For each frame there are 1601.6 (16 × 1.001) samples. For 59.97fps, 800.8, for film, 2002 per frame. The 1.001 factor might seem a bit ugly, but that’s kind of why 48 whole kilohertz works much better.

if you think about an mpeg ts system clock timebase of 1/90000 for example, common video or film framerates generally come out to an integer number of 1/90000 second “ticks.” A 29.97fps frame is 3003 “ticks”, which also matches the 1601.6 samples duration. The fractions of samples might make it look like the ratio is not easy to work with, but at 48kHz, one sample has a duration of 1.875 “ticks”, or 15/8 = 30/16

If you replace 48000 with 44100, the numbers aren’t as nice. (Sometimes not even rational? Not sure what combo does that though)

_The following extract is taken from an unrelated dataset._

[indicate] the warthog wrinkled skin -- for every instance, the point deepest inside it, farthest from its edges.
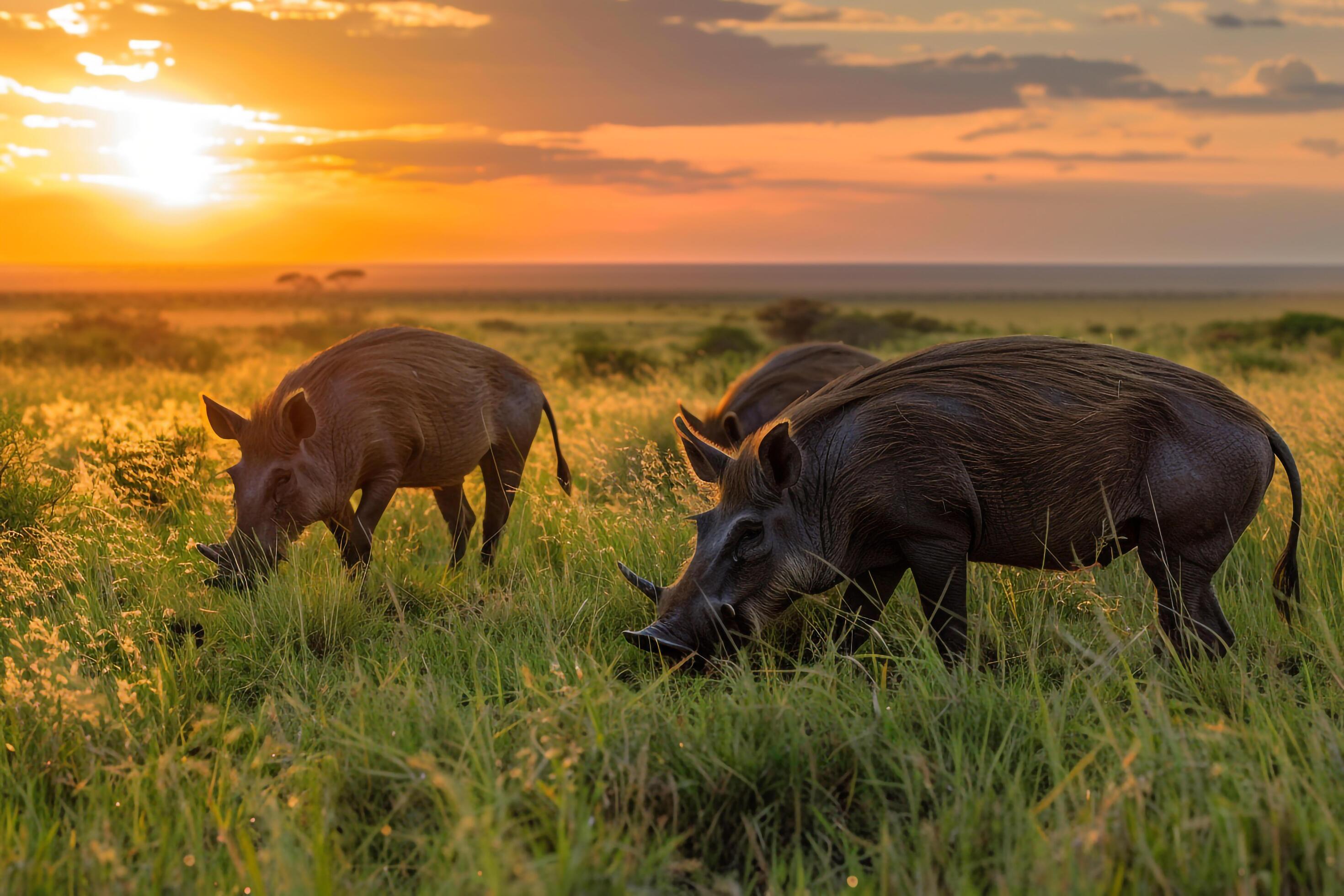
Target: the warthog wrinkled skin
(783, 378)
(385, 410)
(1026, 452)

I might be making up the history behind it, but 44.1kHz was basically just workable, with 20kHz assumed to be the “bandwidth” limit of sound intended for people to hear, 40kHz would be needed to encode sound signals that dense, and the extra 4.1kHz would help get rid of artifacts due to aliasing - and probably the biggest factor was the CD. I’m sure they could have pressed much more density into the medium, but the laser tech that was commercially viable at the time to put in players for the general consumer sort of made 44.1kHz a decent detent in the sampling frequency dial in an imaginary sample rate-to-cost estimating machine.

If you actually do the calculations with 44.1kHz, the ratios you get aren’t *too* bad, instead of numbers like 2^3 or 3×5, it’s something like 3×49 or something.